Unfortunately for the optimists, a combination of competitive pressures, new rivals in the AI ecosystem and unfavorable (at least for now) political frameworks have created a headwind for NVDA stock. As such, market makers are pricing in negative outcomes for NVDA options, which makes perfect sense. If analysts are mentioning the Great Depression, it’s safe to say that sentiment is poor.
However, the pessimism has gotten so rough that the risk profile in certain option spreads has become inverted, so to speak. This backdrop is creating an enticing proposition for clever contrarians.
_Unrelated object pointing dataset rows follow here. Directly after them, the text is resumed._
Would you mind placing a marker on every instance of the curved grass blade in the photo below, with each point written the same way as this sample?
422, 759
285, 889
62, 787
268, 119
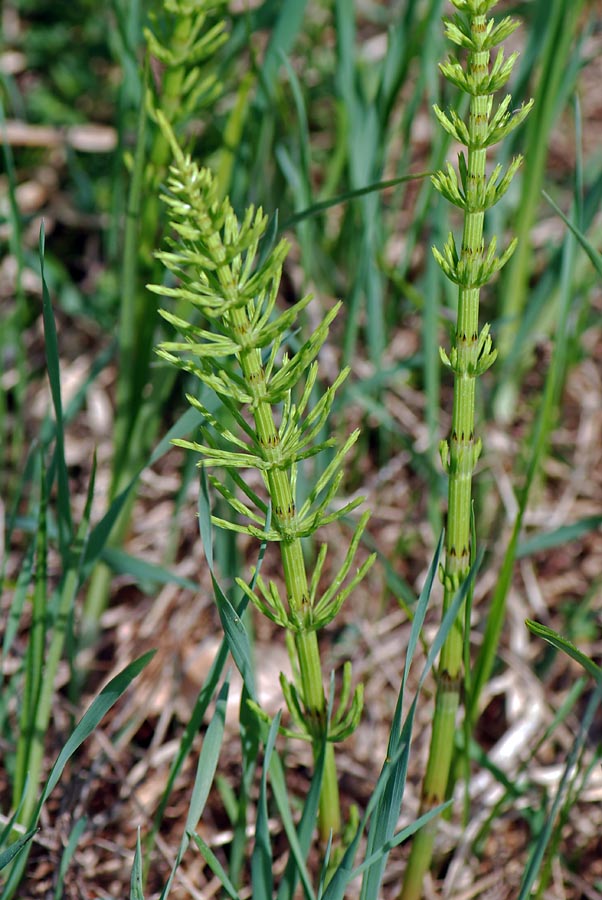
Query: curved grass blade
560, 643
206, 767
136, 888
7, 856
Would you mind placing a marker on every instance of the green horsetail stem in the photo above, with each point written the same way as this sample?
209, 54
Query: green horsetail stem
236, 353
469, 267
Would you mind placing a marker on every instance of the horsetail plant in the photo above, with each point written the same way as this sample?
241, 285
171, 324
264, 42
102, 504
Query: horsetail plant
470, 267
265, 423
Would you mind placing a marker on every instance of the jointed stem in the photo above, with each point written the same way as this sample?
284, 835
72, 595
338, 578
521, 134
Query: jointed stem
459, 455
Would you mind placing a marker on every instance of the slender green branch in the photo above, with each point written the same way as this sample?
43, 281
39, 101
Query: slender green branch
214, 260
471, 354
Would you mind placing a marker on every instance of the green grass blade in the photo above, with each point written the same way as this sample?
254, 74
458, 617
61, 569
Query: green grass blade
548, 540
537, 856
136, 886
594, 256
89, 721
12, 852
561, 643
316, 208
299, 840
147, 575
538, 444
34, 663
262, 877
282, 39
98, 709
215, 866
52, 360
76, 832
205, 773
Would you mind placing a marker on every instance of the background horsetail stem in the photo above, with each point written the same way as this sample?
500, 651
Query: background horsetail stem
471, 355
213, 256
295, 578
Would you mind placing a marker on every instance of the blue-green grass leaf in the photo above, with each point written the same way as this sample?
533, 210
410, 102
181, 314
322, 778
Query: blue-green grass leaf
383, 822
300, 839
136, 888
537, 854
262, 877
10, 853
215, 866
547, 540
205, 773
561, 643
76, 832
52, 361
145, 573
282, 39
237, 638
101, 532
99, 707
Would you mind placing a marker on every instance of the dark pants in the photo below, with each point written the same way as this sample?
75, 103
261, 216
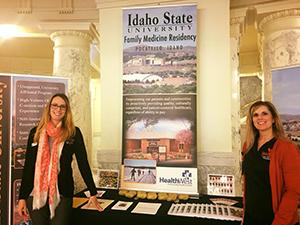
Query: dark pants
42, 216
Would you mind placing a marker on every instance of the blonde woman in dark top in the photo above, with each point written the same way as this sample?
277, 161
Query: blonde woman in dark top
271, 167
47, 185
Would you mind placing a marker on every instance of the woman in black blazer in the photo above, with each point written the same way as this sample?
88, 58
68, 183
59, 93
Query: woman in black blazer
47, 185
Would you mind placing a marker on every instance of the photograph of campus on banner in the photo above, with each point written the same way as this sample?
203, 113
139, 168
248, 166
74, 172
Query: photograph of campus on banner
159, 85
286, 96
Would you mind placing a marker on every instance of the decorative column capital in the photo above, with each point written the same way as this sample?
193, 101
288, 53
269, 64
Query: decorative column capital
281, 20
71, 38
236, 26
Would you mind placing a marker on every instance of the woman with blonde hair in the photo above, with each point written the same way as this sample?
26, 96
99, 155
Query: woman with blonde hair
47, 185
270, 167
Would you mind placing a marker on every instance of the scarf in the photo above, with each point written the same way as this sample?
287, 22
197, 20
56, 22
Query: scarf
47, 169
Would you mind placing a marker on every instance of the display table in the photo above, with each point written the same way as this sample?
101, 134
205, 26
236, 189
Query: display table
118, 217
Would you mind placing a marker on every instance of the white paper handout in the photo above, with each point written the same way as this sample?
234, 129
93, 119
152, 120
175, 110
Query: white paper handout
103, 202
99, 193
146, 208
120, 205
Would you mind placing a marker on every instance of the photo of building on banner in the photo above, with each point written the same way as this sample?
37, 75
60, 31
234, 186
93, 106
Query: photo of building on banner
159, 99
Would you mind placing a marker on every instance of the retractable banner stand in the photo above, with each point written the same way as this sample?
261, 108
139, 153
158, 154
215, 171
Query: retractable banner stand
23, 99
159, 99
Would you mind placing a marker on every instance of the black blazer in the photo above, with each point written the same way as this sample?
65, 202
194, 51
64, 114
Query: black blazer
74, 145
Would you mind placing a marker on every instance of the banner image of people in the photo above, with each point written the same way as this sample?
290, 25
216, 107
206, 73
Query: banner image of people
23, 102
286, 95
159, 97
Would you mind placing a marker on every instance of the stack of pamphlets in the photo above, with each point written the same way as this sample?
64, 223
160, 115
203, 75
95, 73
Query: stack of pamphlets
211, 211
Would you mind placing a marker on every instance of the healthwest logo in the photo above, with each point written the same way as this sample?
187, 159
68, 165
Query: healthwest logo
186, 179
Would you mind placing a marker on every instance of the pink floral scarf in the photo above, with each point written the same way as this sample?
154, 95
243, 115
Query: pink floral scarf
47, 169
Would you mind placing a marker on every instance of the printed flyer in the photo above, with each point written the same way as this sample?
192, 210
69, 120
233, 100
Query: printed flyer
159, 99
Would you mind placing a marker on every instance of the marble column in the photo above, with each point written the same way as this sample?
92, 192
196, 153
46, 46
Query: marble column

How To Lose And Still Win With NVDA Stock
For the typical bull call spread strategy — especially one underlying a strong business enterprise like Nvidia — the target equity must rise above a breakeven threshold to be profitable. This makes intuitive sense because the trader is paying a net debit to hopefully realize a specific outcome.
On the other hand, sellers of call spreads are essentially betting against this outcome materializing. These folks start their position from a cash influx because they receive a credit (the debit the call buyer is paying). As such, call spread sellers aren’t necessarily hoping that the security falls in value. Rather, just moving sideways is often good enough for the seller to keep the entire premium received.
What makes the present circumstance unique is that the fear of volatility is so intense that relatively high-payout bull call spreads don’t require NVDA stock to rise. Instead, it just can’t fall too much, which is, frankly, a wildly compelling deal.
Take, for example, the 92/93 bull call spread for the options chain expiring this coming Friday. This transaction involves buying the $92 call (at a time-of-writing ask of $690) and simultaneously selling the $93 call (at a bid of $620). The proceeds from the short call partially offset the debit paid for the long call, resulting in a net cash outlay of $70.
Should NVDA stock stay at or above the short strike price at expiration, the maximum reward comes from the difference between the strike prices (multiplied by 100 shares) minus the cash outlay or $30. That’s a payout of nearly 43% — and NVDA doesn’t have to rise! Currently, the market price is above the short strike price, so NVDA can even decline and still qualify for the full reward.
Of course, the market fluctuates constantly, so exact parameters may change. But currently, because of the tariff turmoil, the risk profile in certain call spreads is inverted. Rather than a traditional debit structure, the aforementioned call spread acts almost like a credit spread—but to the benefit of the debit buyer.
The Compelling Math Behind the Risk Inversion
Based on pricing data since January 2019, the probability that any given week will be profitable is 56.13%. This is calculated by taking the number of up weeks divided by the total number of weeks in the dataset. As a baseline, then, the trader enjoys a house advantage when buying the aforementioned 92/93 bull spread expiring this week.

However, the question isn’t whether NVDA stock will rise this week or not. Rather, it’s the odds that NVDA will not drop below $93, the short strike price of the aforementioned call spread. Mathematically, traders spotted a 2% safety margin relative to the time-of-writing price of around $95. Therefore, the odds are focused on whether NVDA will at least do better than lose 2% this week.
On any given week, the chance that Nvidia stock will perform better than a 2% loss is nearly 72%.
Granted, this isn’t a pure arbitrage situation. There’s still risk involved and no guarantee that this call spread will be profitable. If another unprecedented event materializes, then NVDA stock may collapse beyond the magnitude provided by the safety margin.
Still, the bottom line is that the house is giving gamblers both a robust payout and some wiggle room. Such combinations don’t come around too often.